Cela fait huit décennies que l’Agence française de développement (AFD) accompagne les pays en développement, et bientôt trois qu’elle est active au Cambodge. Cet anniversaire, à Paris comme dans tout le réseau, a été l’occasion de se tourner vers l’avenir et de se questionner sur le monde que nous voulons construire d’ici à 2101. Au Cambodge, la question a été abordée sous le prisme du genre, et en s’interrogeant sur les moyens d’améliorer l’implication des femmes dans la société pour bâtir un monde égalitaire et plus juste.
Les portraits de femmes présentés dans l’exposition « Women’s Voices », réalisés par la photographe cambodgienne Sereyrath Mech, capturent leur détermination à faire tomber les barrières qui entravent leur émancipation.

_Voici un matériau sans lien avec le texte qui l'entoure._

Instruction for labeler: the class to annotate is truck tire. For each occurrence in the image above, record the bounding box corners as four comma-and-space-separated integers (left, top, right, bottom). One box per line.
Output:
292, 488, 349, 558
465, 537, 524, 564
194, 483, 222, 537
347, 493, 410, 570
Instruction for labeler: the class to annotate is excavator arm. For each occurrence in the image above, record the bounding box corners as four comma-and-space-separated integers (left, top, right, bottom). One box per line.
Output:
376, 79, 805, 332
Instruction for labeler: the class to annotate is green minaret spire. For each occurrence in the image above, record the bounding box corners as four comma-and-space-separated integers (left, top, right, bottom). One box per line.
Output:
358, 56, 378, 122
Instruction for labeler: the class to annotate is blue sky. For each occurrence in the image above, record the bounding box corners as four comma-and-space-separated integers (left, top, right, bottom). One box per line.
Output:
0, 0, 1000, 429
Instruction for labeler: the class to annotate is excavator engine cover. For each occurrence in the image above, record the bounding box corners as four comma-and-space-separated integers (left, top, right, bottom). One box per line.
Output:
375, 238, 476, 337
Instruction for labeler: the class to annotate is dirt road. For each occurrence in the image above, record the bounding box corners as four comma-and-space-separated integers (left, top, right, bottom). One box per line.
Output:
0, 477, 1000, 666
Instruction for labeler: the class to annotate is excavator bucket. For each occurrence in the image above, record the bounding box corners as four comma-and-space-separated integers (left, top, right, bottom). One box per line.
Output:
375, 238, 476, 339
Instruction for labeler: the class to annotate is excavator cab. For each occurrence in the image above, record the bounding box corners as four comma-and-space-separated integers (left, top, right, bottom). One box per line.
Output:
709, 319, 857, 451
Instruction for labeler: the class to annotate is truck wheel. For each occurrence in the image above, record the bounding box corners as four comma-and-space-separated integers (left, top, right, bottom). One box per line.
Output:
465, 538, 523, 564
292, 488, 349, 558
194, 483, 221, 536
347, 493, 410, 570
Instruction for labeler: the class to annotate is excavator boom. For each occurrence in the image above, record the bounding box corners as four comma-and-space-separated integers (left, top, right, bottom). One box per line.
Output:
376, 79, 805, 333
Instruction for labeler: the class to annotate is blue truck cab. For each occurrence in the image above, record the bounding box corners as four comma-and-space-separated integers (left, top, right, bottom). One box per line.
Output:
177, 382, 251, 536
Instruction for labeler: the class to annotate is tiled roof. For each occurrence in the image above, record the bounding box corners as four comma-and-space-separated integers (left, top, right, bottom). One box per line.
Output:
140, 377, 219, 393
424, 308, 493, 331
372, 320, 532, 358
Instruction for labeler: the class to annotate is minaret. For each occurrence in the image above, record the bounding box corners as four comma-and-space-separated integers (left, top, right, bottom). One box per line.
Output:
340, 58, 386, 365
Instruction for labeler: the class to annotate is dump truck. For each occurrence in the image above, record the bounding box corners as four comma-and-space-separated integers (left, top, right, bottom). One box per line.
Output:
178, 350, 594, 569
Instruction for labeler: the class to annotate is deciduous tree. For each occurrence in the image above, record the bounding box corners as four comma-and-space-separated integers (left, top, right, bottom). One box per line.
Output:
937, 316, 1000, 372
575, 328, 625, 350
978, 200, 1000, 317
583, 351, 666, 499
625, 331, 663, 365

Leurs témoignages montrent de quelle façon elles font bouger les lignes, au quotidien, pour que le Cambodge de demain soit également porté par les femmes.

« J’encourage la jeune génération de femmes à croire en elles »
Son Excellence Sopheap Tung, directrice générale adjointe du département de l’enseignement et de la formation technique et professionnelle du MLVT (ministère de l'Emploi et de la formation professionnelle), est une pionnière de l’autonomisation des femmes au Cambodge.
Pour elle, l’égalité entre les sexes commence lorsque les jeunes femmes ont la possibilité de croire en elles, de prioriser leurs propres ambitions et de saisir chaque opportunité pour améliorer leurs compétences. Elle estime avant tout que c’est aux femmes de créer leur avenir et que « notre plus grand ennemi en tant que femmes est notre propre peur ».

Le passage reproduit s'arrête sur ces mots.